The main incentive was that I could get a high spec machine with an excellent screen and very light weight. I found I was taking the laptop all over the place and the new one is a bit smaller and a lot lighter. The fact it came with a solid state drive was almost an afterthought but, a couple of days in, I am very impressed. I hardly ever properly shut the Windows machine down (hibernating instead) as it took so long to start up again. In fact, it even took an annoying long tie to shut down. The new machine isn’t quite instant but so much quicker. I don’t think I’d even have time to reach for a mug and take a drink whereas the old one felt like I could have set up my own plantation (or at least roast and ground my own beans).

Obviously it isn’t quite fair to compare a well-worn machine with a brand new one – I’ve got more RAM, a faster processor and a lot less cruft – but I think that solid state drive can take a decent amount of the credit and is a feature I’d recommend considering, especially as prices are now starting to get quite reasonable.


  1. I’m still not completely convinced about the long term reliability of SSDs, but I’m probably just getting conservative in my old age.

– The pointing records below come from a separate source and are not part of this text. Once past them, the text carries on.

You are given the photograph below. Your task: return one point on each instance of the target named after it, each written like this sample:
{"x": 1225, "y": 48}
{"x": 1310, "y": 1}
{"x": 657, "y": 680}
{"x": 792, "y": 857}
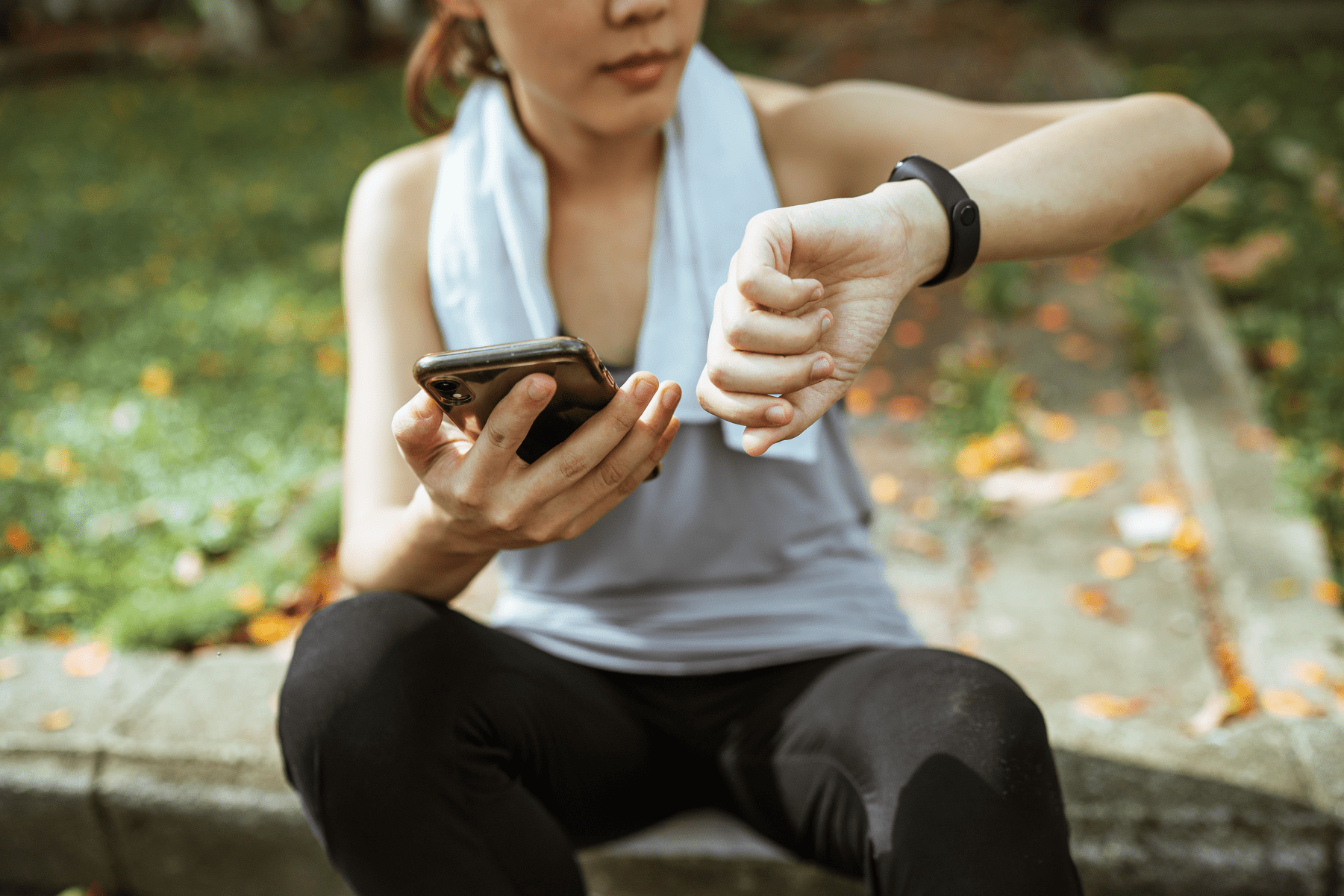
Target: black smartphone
{"x": 471, "y": 382}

I upgraded my work laptop to Windows 8.1 and the startup/shutdown time is light years ahead of Windows 7 even on the same hardware.

    • In this context, long-term doesn’t matter so much – I keep multiple copies of all my data now on a range of different systems. I’m ready for the “when” of failure rather than gambling on the “if”.

      Things like start up / shut down time are such a key part of the user experience, I’m surprised it has taken operating system producers so long to cotton onto the fact that they need to be pared down to the bare minimum (and the cheat of having an apparently loaded system still functioning well below par for several minutes after login – Windows, I’m looking at you!) also isn’t good enough.